Across the political divide, at Donald Trump’s app, users are required to leave their phone number, full name, email address, and zip code. In addition, the app requests access to your location data, your bluetooth, and the identity of your phone.

The underlying strategy of the apps is simple: collect as much data as possible about potential voters. The more data the better.

Targeted ads should convince voters

Data-driven campaigning – or data driven campaigning – is the buzzword in current politics. Social media, in particular, is a goldmine of information – parties can use it to find groups of people who have a lot in common with their supporters. Then those people will see advertisements and messages that have been specially created for them, and that should convince them to vote for a particular candidate – or not to vote at all.

Following the Cambridge Analytica scandal in 2016 – when it emerged that personal data of millions of Facebook users was being used without permission to influence the outcome of the presidential election – academics, privacy activists and journalists have become concerned about the use of data during political campaigns.

The main concern is the so-called micro-targeting, where people’s personal data is used to classify them into very specific groups. Consider, for example, women between 20 and 30 who live in Brussels and love yoga and vegetarian food. This technique is especially popular with advertising companies to promote products to the right target group, but is now also used by politicians to persuade the ‘right’ people to vote.

Pavlo Gonchar / SOPA Images

Effect of micro targeting is limited

This can be undesirable for several reasons. First, privacy is always an issue when collecting such large amounts of data: how desirable is it for political campaigns to know all kinds of intimate details about us? And how safe is our data with those parties?

Secondly, offering targeted messages makes political campaigns less easy to control. If a party disseminates incorrect information to a very specific target group, the chances are smaller that the claims will become known to the general public and can be corrected in the public debate. Campaigns can then win over voters under false pretenses.

But while these concerns are legitimate, scientific research shows that the effect of micro-targeting on election results is limited. And in those situations where data-driven campaigns make an impact, it is mainly based on public data, not thanks to the hyper-specific data from social media. Why it doesn’t work that well isn’t clear.

“There is evidence that micro-targeting can have a small impact when it comes to mobilizing people to vote, but not in convincing people to choose a particular candidate,” said Kate Dommett, researcher. the University of Sheffield in the United Kingdom.

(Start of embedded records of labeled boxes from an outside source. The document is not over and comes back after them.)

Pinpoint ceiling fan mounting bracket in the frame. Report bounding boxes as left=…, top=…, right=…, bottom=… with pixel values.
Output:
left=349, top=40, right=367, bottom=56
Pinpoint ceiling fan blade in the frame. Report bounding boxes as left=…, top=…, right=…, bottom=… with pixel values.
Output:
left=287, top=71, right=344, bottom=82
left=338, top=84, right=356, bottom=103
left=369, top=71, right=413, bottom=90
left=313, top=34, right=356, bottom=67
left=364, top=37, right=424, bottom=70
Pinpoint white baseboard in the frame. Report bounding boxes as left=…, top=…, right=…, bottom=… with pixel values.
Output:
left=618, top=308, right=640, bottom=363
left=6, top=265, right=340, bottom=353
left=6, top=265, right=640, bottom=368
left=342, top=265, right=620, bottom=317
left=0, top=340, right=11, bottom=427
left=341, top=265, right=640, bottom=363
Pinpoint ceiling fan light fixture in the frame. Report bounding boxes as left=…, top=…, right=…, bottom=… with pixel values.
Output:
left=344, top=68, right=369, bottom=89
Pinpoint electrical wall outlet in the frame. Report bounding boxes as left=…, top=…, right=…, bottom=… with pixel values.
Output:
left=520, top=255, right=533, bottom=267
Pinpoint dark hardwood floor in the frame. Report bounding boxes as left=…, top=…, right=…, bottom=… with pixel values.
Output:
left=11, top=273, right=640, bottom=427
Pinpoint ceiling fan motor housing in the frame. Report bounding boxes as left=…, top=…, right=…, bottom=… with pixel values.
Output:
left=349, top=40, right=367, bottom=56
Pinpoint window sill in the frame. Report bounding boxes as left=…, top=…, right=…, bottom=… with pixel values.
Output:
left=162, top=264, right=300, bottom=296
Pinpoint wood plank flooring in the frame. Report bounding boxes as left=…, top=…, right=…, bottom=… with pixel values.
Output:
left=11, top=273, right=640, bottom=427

Data-driven campaigns are not new

In addition, data-driven campaigning is not new at all, nor is it necessarily problematic. Since the 1960s, political parties have been using surveys and knocking on doors to find out how voters feel about them and who is likely to vote for them and not.

“What’s new is that data is now being collected on a massive scale,” said Dommett. “People are probably fine with political parties using data that we have given them ourselves, but it is disturbing when unsolicited campaigns go through our Internet history to send us targeted messages.”

What is new is that this data is now being collected on an enormous scale

Kate Dommett, researcher

There is no real evidence that parties are using micro-targeting to send conflicting messages to different groups in society. But the idea is undesirable enough that activists and privacy watchdogs are calling for action.

“If political messages become so selective that they actually eliminate the public debate, then that is problematic,” says Peter van Aelst, researcher in political science at the University of Antwerp.

European citizens are better protected

He does observe a big difference between Belgium and the United States. In our country, political campaigns still mainly revolve around classic, general media coverage, with a bit of social media on top. In the United States, the general debate is already very fragmented and polarized, making a data-driven campaign much more negative.

“If specific groups are approached in such a large country, the possibility of control is minimal. While if a party in Flanders goes off the track in terms of message, it is immediately denounced,” says Van Aelst.

If a party in Flanders goes off the track, it is immediately denounced

Peter van Aelst, researcher

In addition, the United States has no privacy legislation such as the European GDPR, which ensures that citizens are largely protected against the unsolicited collection of large amounts of personal data. Parties in Belgium and Europe also have much less money to set up such data-driven campaigns.

Doubting the legitimacy of elections

Nevertheless, Van Aelst does not expect that the biggest problem of the American elections will be about the substantive messages. “I see the biggest concern rather when questioning the legitimacy of the elections themselves. Were they fair? You can also see that Trump is mainly committed to that.”

The bottom line: While data-driven campaigns are more popular than ever, their effect on election results is limited. If they have any influence, it is not so much in terms of convincing new voters as in mobilizing existing supporters.

The fact that parties collect so much data does create a privacy risk, as does the greater risk of data leaks and hacks. There is also a chance that targeted messages will fragment the public debate to such an extent that democracy will come under pressure. But there is still no conclusive proof that it actually happens.